Bangladesh Road Transport Authority (BRTA) sources said there are 51,413 registered in the country, nearly 73 percent of which operate in Dhaka city. However, data on luxury buses is not available with the organisation.
Md Alauddin, owner of Green Line Paribahan, said his business is threatened owing to the novel coronavirus.
People now hardly come out of their homes. Even recreational journeys have stopped. Meanwhile, the fare for luxury buses on Chattogram-Dhaka route has been increased to Tk2,000 from Tk1,200 because of the health guidelines, he added.
"People in an emergency now travel by air. So, our buses run with a low number of passengers. It will be almost impossible to save our business," he said, adding that he had to count Tk10,000 in losses per day to operate an AC bus.
"However, nobody takes care of us. We have been demanding government help, but we have not seen any initiative yet. Not even banks have helped us," he claimed.
Suvenker Ghosh Rakesh, managing director of Shyamoli NR Travels, said they had 100 luxury buses but were operating only 30 now.
"We are in big trouble as we cannot realise the operational costs from the trips. We cannot continue the service if the situation continues," he said.
Shyamoli NR also runs buses on five cross-border routes: Dhaka-Kolkata-Dhaka, Dhaka-Agartala-Dhaka, Dhaka-Sylhet-Shillong-Guwahati-Dhaka, Agartala-Dhaka-Kolkata-Agartala and Dhaka-Khulna-Kolkata-Dhaka. But now, all the routes are closed.
"Actually, I do not know how I will save my business," he said, adding, "we can save ourselves if the government allocates special funds for us or the banks reduce the interest."

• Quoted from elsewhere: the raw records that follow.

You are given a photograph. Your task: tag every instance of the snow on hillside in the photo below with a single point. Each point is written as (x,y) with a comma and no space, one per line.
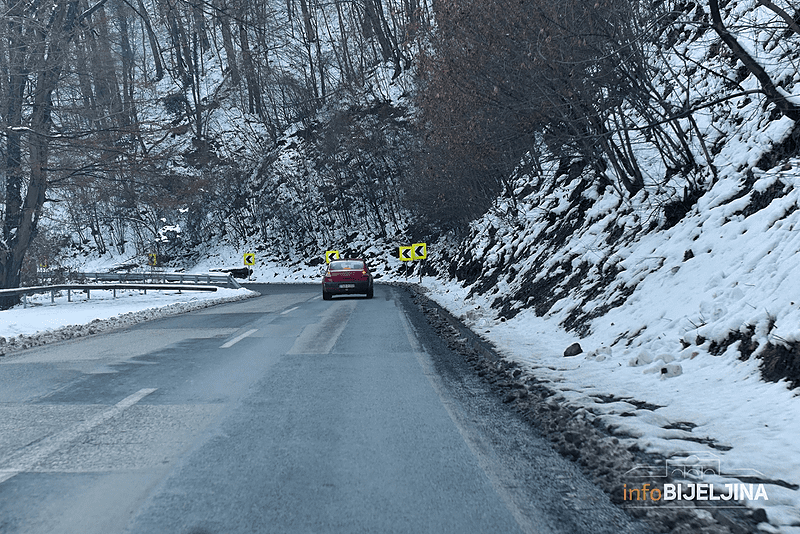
(684,319)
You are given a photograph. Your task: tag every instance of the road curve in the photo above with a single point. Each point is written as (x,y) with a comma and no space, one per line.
(282,413)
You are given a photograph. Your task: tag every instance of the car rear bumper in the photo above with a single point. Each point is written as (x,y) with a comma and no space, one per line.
(340,288)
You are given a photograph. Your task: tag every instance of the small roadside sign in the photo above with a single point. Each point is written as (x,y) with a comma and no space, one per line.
(420,251)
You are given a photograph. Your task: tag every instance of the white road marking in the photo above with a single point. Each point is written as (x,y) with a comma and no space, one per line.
(27,458)
(320,337)
(238,338)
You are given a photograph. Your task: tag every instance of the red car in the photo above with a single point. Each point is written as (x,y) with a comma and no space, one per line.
(345,277)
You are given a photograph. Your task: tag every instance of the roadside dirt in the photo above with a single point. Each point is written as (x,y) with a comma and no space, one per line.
(599,452)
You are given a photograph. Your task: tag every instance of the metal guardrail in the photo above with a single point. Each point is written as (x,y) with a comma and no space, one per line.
(87,288)
(225,280)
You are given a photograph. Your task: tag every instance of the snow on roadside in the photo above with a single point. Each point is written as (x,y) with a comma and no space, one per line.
(42,322)
(668,344)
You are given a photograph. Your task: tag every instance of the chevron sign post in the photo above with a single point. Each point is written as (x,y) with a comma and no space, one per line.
(417,251)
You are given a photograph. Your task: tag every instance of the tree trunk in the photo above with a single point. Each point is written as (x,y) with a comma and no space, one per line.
(770,90)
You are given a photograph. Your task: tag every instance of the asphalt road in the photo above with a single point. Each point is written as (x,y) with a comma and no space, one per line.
(284,414)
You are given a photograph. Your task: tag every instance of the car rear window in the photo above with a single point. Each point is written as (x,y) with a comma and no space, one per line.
(346,265)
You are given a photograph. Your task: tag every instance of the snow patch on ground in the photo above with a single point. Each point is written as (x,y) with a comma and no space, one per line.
(45,322)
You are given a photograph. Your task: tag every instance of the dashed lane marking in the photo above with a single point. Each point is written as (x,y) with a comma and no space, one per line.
(238,338)
(27,458)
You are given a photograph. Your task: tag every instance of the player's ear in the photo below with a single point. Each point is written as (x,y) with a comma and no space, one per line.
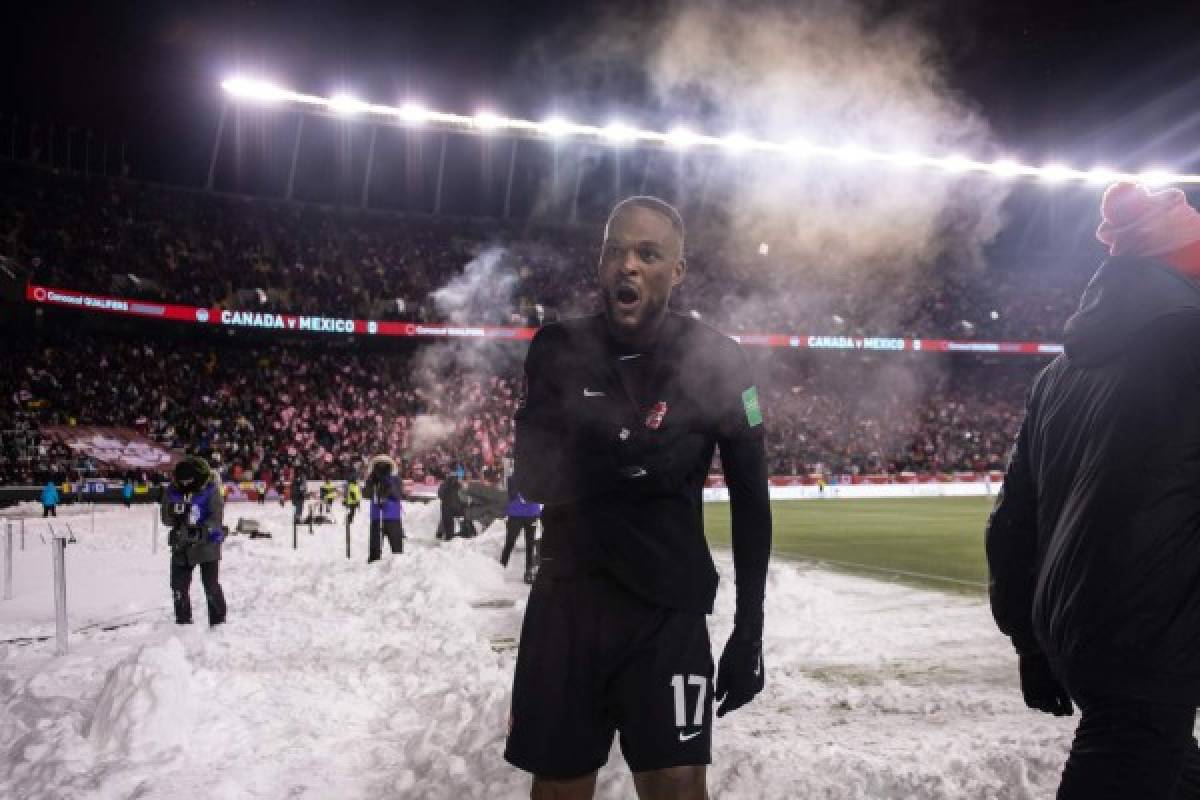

Luxury passenger vehicles began their journey in Bangladesh during the late 1990s in an aim to cope with the changes in tastes of consumers who were increasingly choosing buses over trains due to shorter journey times.
According to a Planning Commission report on sustainable transportation and infrastructure, roads carry over 88 percent of passengers while waterways and rail carry the rest of the passenger and freight traffic in Bangladesh.
Shohagh Paribahan pioneered modern bus transportation in Bangladesh with a concept of sophisticated customer service. They started their journey with a luxurious AC bus service in Chattogram in 1992. They are now operating bus services also in: Cox's Bazar, Jashore, Khulna, Magura, and so on.
Passengers averse to journeys by AC bus
Rakibul Hasan Chowdhury, a resident of Chattogram, used to travel by AC bus to Dhaka at least twice a month, but in the last five months, he has avoided the bus service. This month, he chose a flight to go to the capital.
"It is risky now to travel by the AC bus. Similarly, the fares of the AC bus and the air travel are almost the same. So, I prefer to travel by air now," he said.
Rifat Hossain, another traveller on the Jashore-Dhaka route, echoed this.
Bus staff struggling
Most of the bus staff – including drivers, conductors and guides – are facing a severe financial crisis as a result of reduced trips.
The sector employs around 25,000 people.
Shamim, a driver of Shyamoli Paribahan, said he has been passing his time idly since March.
"My bus has been in the garage for a long time. I do not get paid if the bus does not run. I am helpless now and only see darkness," he said.
Md Azam, ticket seller of Green Line Paribahan's Bus Stand office in Cox's Bazar, said they had been getting half their salaries since March.
"It is tough to lead our daily lives with a poor salary. The company was going well but Covid-19 hampered the pace," he added.
Md Alauddin, owner of Green Line Paribahan, said he could not pay the salary to his staff but gave 100 kilogrammes of rice, oil and pulses to them.
"I had Tk2 crore savings in my account. I have given all the money to my staff. Now, I am unable to pay salaries," he said.